Tea party supporters gather at the "Showdown in Searchlight" tea party rally in Searchlight, Nev., Saturday, March 27, 2010.
(AP Photo/Jae C. Hong)

Tea party supporters gather at the "Showdown in Searchlight" tea party rally in Searchlight, Nev., Saturday, March 27, 2010.

Nevada had a pretty tumultuous Democratic convention in May. Some said chairs were thrown. Others said they were not. But people were yelling and many felt disenfranchised. Threats were made. People were visibly angry.

Many people still are angry. But as Bernie Sanders ushered in Hillary Clinton as the Democratic nominee in Philadelphia this week, some of that anger seems to have dissipated.

Many in Nevada acted like this was new to the state. Political uproar and anger and urgency, then a gradual calming.

But haven’t we experienced this before?

UNLV professor, writer and historian Michael Green gave us a little historical rundown:

On the socialist movement in Nevada:

In Nevada’s history, if you go back about a century there was a Socialist Movement in Nevada. And this was at the time of the Progressive Movement, when you have a lot of reform going on in local, state and federal governments.

World War I was coming and that hurt the socialist movement nationally and it had an impact in Nevada.

On Women’s Suffrage:

The women’s suffrage movement was going on in Nevada at about the same time as the socialist movement and what scholars have found is that women’s suffragists were very shrewd in saying, ‘All right… the bigger cities in Nevada aren’t going to go for us, we’re going to target the smaller towns. And they were successful, ultimately.

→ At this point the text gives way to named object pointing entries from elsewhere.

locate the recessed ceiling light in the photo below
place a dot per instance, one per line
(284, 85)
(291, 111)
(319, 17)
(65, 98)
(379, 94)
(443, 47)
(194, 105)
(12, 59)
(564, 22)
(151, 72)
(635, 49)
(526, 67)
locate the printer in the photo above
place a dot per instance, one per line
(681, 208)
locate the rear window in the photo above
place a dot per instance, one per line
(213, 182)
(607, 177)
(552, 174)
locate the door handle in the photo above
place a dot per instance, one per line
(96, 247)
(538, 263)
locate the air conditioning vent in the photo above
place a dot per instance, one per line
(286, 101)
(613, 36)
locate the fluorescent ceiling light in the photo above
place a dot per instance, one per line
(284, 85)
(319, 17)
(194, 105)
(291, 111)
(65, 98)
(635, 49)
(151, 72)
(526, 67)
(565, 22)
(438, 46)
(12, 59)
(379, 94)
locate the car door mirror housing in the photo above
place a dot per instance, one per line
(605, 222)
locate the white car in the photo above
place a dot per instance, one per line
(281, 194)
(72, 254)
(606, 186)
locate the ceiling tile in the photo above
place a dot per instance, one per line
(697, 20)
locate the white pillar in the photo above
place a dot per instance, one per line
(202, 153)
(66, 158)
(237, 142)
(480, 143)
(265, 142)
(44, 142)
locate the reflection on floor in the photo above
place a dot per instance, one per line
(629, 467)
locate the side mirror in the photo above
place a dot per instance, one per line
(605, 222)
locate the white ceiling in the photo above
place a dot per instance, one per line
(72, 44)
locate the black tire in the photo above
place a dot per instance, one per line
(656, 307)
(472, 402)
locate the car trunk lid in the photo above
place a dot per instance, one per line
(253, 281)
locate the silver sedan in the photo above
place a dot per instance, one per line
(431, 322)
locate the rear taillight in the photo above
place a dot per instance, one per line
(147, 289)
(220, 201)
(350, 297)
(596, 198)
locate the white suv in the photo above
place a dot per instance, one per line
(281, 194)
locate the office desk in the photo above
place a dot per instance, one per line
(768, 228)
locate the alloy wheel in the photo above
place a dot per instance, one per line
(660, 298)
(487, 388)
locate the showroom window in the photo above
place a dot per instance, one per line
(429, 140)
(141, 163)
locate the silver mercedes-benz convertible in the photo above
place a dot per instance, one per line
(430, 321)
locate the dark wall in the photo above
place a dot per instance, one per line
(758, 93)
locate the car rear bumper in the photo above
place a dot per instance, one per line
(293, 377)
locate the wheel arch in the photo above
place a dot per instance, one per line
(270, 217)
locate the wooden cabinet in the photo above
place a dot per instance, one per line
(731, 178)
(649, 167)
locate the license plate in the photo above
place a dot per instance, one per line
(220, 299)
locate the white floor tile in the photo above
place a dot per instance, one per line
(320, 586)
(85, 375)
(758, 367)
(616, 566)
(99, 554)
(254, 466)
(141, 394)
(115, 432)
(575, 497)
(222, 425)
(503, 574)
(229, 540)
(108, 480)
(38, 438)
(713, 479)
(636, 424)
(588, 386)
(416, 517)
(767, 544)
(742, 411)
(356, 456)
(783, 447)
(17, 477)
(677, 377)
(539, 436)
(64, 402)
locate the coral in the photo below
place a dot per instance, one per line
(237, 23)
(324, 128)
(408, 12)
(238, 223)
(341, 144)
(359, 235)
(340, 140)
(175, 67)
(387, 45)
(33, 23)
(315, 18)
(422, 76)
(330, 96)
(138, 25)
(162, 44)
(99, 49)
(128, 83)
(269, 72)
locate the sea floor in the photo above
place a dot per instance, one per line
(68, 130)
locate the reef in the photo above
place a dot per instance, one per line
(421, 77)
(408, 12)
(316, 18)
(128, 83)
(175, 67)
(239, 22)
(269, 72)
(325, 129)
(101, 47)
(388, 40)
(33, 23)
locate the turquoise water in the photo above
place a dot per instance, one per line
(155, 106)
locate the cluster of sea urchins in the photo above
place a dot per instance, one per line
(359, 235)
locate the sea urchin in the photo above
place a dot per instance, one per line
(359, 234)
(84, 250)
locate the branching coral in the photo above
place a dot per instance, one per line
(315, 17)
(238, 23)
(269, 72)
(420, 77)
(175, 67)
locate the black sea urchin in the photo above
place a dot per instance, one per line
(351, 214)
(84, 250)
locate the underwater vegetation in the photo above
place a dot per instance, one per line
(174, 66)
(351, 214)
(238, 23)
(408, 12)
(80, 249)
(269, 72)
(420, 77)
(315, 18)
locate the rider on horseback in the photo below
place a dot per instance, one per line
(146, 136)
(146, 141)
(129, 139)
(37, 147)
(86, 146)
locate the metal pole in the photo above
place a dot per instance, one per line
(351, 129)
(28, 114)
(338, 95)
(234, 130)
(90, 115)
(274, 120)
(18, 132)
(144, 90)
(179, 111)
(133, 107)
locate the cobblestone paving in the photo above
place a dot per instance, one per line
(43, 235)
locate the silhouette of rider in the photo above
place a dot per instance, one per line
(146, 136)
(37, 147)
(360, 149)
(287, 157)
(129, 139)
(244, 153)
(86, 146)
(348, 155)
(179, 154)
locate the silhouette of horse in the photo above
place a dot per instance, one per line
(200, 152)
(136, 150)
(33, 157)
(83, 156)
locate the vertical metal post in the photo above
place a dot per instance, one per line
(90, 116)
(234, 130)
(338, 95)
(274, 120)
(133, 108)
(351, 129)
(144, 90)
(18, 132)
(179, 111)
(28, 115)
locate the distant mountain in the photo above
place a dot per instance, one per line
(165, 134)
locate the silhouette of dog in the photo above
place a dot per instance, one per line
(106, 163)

In 1869 the Legislature passed women’s suffrage. That would have made Nevada one of the first territories – actually it would have been the first state. There was a movement for it. And the composition of the Legislature changed. There were other issues that came to the floor and the needed second approval in the Legislature for a constitutional amendment didn’t happen.

It took until 1914 in Nevada, making Nevada one of the last states to have women’s suffrage.   

On the Equal Rights Amendment:

In the 70s, the Legislature voted on it. And it was very controversial. Leaders of the Mormon Church in particular were opposed to this. There were women who opposed it, of course.

It became a big political issue at the time. Nevadans in the 70s were going back and forth. You had Mike O’Callaghan a governor who could be incredibly liberal on social issues, but you also had at that time the rise of the Sagebrush Rebellion, which would be defined – I think – as a more radically conservative movement.

There’s a lot of churn going on at the time.

On the Tea Party movement, which got really rolling in Searchlight, Nevada next to Senator Harry Reid’s home in 2010:

They got rolling there. There were plenty of protests. I have the funny feeling they didn’t bother Reid that much. Sharron Angle represented a political high point for those in the Tea Party. In the sense that she gets the Republican Senate nomination over more traditional conservatives.

Well, Angle lost to Reid. And political pundits can, and will, debate would Sue Lowden or Danny Tarkanian, who were considered the more traditional candidates, would one of them had beaten Reid or would the wily old fox have come through.

On the Civil Rights Movement:

The Civil Rights Movement in Las Vegas enjoyed some great successes. You have as early as the Teens an NAACP. The NAACP was founded nationally 1909. And if you look at the arc of the national Civil Rights Movement it took a long time there.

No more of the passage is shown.